Creatinine levels increased by 22% in septic rats, but the differences were not statistically significant compared with the control group. In contrast, serum creatinine levels in septic rats with parenteral succinate did not decrease compared with septic rats without treatment, as it was seen in DCFH levels. Also, the sepsis + succinate group had higher creatinine levels than control group. Creatinine is a late marker of kidney failure, and a marker such as NGAL, which would give an early account of the damage and show significant differences among the different groups, was not used [52–54]. This marker could be useful to understand the kidney function in the different groups.
Lastly, there was no correlation between ROS levels and creatinine, total bilirubin, and urea levels. This observation suggests that there would be no pathophysiological association between ROS levels and organ failure. This is like previous studies in which there was no correlation between ROS levels and serum creatinine levels [22]. In this study, several of the rats used were also included in the previous study to improve the use of resources and reduce the number of rats for animal ethics issues. As previously stated, the cause and pathophysiology of MOF is multifactorial, which is probably one of the causes for the lack of correlation among the variables mentioned above. That is to say that the increase in creatinine levels would be determined by ROS status and other previously described pathophysiological mechanisms, such as pH, coagulation, endothelial, and microcirculation alterations, among others.
Total bilirubin levels in non-septic rats did not increase with succinate administration compared with the control group. In addition, there were no differences in total bilirubin levels in septic rats with and without treatment with succinate. The only reference found in the literature regarding the effect of succinate on the liver of septic rats states that succinate infusion improves the concentration of β-hydroxybutyrate, increases ATP concentration in hepatocytes, and glucose oxidation, and decreases the lactate/pyruvate ratio [21].

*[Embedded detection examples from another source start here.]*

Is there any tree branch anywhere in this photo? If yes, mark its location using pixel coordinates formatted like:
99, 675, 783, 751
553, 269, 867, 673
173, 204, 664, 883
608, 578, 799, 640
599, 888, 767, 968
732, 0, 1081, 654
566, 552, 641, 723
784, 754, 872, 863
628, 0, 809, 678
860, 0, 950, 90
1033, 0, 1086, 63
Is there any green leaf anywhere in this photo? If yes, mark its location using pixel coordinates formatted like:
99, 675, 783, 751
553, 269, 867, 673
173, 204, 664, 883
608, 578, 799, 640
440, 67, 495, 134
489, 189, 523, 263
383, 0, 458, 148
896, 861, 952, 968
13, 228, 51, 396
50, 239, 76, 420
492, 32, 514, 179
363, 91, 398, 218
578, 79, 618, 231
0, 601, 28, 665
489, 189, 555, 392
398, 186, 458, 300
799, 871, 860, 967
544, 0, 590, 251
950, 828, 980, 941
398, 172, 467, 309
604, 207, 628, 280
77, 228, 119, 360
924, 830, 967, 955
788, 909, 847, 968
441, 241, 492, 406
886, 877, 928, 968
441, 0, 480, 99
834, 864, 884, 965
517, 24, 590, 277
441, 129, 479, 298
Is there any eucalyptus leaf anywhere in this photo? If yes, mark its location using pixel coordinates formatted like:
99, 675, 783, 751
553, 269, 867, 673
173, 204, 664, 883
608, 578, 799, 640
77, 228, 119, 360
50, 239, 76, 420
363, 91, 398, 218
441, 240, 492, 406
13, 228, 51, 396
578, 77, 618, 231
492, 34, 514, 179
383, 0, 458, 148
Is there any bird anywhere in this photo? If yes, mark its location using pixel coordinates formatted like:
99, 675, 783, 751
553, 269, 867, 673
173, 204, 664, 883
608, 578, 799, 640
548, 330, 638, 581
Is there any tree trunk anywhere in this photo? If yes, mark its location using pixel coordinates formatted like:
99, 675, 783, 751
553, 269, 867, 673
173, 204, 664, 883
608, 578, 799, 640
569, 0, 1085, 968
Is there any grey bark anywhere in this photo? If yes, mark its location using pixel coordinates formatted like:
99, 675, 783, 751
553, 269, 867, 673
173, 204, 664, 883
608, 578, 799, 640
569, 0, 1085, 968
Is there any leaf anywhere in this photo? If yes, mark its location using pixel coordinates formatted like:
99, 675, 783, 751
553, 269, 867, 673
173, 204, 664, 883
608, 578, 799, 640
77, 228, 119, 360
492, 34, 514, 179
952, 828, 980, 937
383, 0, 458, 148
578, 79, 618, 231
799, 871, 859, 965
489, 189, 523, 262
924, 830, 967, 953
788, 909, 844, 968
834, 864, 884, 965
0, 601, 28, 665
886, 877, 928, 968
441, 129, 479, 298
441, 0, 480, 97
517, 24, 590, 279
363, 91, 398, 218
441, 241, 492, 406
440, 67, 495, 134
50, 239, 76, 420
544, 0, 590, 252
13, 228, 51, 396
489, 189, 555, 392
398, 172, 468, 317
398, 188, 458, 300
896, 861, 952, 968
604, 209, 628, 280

The main limitations of the study are the single time measurement of ROS and apoptosis markers, which did not allow the detection of a potential asynchronic correlation between them. The other limitation is that renal function was assessed with creatinine but not with N-GAL. The main strength is that serum ROS were measured and not oxidative stress, and it was correlated with apoptosis markers, and with kidney and liver damage markers.
CONCLUSIONS
Succinate reduces ROS levels in septic rats but does not reduce caspase-3 levels as an apoptosis marker. Also, there was no correlation between ROS levels and caspase-3 levels, suggesting that both processes are not connected. Finally, succinate did not reduce creatinine and bilirubin levels as markers of organ failure, and there was no correlation between the apoptosis marker and serum ROS measurement and organ failure markers.